- Origin: North Adams, Massachusetts
- Genres: Jazz
- Occupations: Musician, arranger, composer
- Instrument: Saxophone
- Label: Publick Ptomaine

= Amy Lee (saxophonist) =

American saxophonist, composer and arranger

Amy Lee is an American saxophonist, composer and arranger. She has played with a variety of musicians and singers, and is best known for being a member of Jimmy Buffett's Coral Reefer Band.

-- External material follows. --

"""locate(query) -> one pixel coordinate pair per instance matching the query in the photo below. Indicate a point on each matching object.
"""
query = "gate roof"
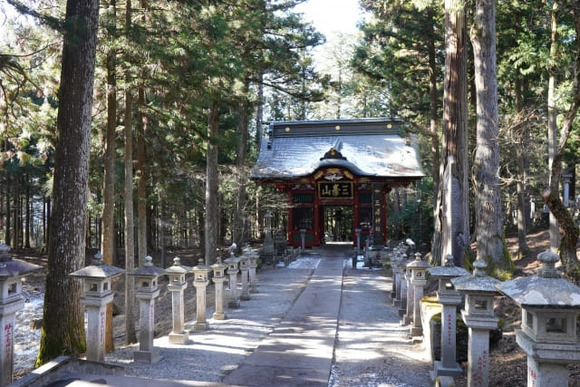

== Early life and education ==
Lee was born in North Adams, Massachusetts and studied music at the University of Miami. After graduating, she moved to Atlanta.

== Career ==
While living in Atlanta, Lee met Charles Neville of the Neville Brothers and began playing for his group Diversity at the New Orleans Jazz and Heritage Festival. Her first album performance was in 1990 on Richard Smallwood's Portrait. After playing with Diversity for six years at the Festival, Lee was introduced to Jimmy Buffett by Neville, and in 1991, she joined Buffett's Coral Reefer Band, where she recorded and toured until 2006. During her career, Lee has recorded for gospel singer Luther Barnes and rap group Y'all So Stupid. She has also acted as a performer, arranger and writer for radio and television commercials.

Lee released her first solo album in 1999, a jazz record titled Inside the Outside. A second album, Use Me, was released in 2004. All of her solo music is released on her independent label Publick Ptomaine Music.